Sterling Anderson, Tesla’s director of Autopilot, said in May that it has gathered more than 100 million miles of data on autonomous driving and 780 million miles of data on human driving in the first 18 months Autopilot was available. The company is well on its way to getting autonomous data comparable to human driving data. The data needle will rise exponentially when there are a bunch of Model 3s on the streets.
There is a danger to using customers as test drivers, though — as the first fatal autonomous crash in May showed.
Using beta technology is like using experimental healthcare, Paddock says. People will test a new drug for a condition before there is enough data on it, and must understand the risks associated.
“With any sort of new technology, I think it’s important to think about how it should be used,” Paddock says. “It’s a beta product, so drivers need to understand that it’s experimental.”
Accidents will happen, but accidents will happen with human drivers as well. Or, as Elon Musk puts it, “Please, take five minutes and do the bloody math.”
Data without the fancy cars
There’s another way way to gather data though, and all it requires is a phone.

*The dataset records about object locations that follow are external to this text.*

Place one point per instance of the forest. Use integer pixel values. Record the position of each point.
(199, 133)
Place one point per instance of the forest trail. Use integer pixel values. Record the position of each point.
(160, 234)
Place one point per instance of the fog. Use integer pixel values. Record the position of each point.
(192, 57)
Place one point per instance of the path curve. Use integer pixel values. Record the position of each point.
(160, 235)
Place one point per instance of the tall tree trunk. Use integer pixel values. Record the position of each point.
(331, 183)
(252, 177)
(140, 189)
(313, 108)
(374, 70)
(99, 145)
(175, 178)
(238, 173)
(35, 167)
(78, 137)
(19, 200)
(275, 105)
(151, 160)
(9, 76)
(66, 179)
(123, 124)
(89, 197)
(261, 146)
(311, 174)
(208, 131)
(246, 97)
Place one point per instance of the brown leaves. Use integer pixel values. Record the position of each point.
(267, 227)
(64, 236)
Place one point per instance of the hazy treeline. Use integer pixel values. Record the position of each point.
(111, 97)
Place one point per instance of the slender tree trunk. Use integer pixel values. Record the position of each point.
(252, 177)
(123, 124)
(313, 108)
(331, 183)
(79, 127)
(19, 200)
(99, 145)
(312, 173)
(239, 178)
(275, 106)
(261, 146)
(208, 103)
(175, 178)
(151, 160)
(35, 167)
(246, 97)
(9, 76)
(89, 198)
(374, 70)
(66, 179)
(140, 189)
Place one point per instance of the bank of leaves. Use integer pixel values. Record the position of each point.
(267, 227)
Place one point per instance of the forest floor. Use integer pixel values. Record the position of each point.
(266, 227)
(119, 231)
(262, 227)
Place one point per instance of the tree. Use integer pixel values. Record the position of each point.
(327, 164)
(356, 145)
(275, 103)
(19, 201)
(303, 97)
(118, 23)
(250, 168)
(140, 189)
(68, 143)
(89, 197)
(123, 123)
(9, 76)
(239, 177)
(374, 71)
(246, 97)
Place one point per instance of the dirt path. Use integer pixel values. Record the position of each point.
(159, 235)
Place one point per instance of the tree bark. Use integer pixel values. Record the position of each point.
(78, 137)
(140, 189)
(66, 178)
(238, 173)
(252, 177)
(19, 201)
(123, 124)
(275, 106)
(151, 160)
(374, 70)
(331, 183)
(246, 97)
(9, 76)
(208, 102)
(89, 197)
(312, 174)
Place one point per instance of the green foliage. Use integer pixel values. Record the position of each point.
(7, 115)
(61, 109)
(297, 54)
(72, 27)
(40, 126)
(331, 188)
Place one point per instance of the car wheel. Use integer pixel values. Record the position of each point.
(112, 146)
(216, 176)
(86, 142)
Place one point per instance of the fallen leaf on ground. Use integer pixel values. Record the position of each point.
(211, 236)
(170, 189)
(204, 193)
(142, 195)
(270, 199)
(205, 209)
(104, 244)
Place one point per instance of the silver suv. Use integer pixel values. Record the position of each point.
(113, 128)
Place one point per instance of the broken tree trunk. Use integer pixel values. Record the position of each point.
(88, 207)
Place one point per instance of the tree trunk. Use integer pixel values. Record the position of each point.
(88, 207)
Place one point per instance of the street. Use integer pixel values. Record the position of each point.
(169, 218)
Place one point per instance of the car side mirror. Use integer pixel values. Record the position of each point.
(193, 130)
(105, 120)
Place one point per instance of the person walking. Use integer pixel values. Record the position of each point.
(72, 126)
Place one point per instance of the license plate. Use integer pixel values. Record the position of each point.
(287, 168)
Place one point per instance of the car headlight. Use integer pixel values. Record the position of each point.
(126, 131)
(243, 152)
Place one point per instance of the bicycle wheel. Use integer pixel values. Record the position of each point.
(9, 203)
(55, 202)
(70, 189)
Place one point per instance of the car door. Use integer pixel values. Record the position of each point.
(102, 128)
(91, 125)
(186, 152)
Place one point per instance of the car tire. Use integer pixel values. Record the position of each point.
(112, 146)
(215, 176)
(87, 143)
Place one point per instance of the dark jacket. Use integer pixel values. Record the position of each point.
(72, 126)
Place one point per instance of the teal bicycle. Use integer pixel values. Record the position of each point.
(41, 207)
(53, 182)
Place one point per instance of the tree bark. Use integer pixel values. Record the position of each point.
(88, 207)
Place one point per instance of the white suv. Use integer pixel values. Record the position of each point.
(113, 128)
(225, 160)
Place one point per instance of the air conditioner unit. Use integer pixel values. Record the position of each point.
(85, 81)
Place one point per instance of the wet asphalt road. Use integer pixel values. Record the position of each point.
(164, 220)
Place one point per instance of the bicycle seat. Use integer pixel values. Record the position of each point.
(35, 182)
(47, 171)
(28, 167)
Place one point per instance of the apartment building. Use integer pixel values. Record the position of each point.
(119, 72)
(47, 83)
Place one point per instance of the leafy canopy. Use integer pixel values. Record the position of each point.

A start-up autonomous car company called Comma.ai is looking to build a $1,000 kit to retrofit cars into autonomy. The company, run by George Hotz, built a prototype in less than a year without a fancy fleet of cars using only 5,000 miles worth of data. Hotz told Inverse in June that he wants around 100,000 miles of data before releasing a product to the public at the end of this year, and he’s going to get it by crowdsourcing data from an app on people’s phones.
Uber gathers data on its drivers in a similar way. If phone data proves to be useful, Uber’s huge platform could gather a huge amount of data in a short time.
“How much uncertainty is the public willing to accept?”
Each company has a different method of gathering data.
Tesla is the closest to getting anywhere near the numbers that Paddock says is needed for a realistic comparison to the safety of human drivers, but it isn’t the safest method of collection. It will be a long time coming before Google ramps up to scale, and the same goes for Comma.ai — if the company can bridge the gap between messy phone data and more reliable full-car sensor data.
So how much data do companies need before autonomous cars hit the market? “It all depends,” Paddock says, “on how much uncertainty is the public willing to accept?”
Just remember: The cars already have more driving experience than you do.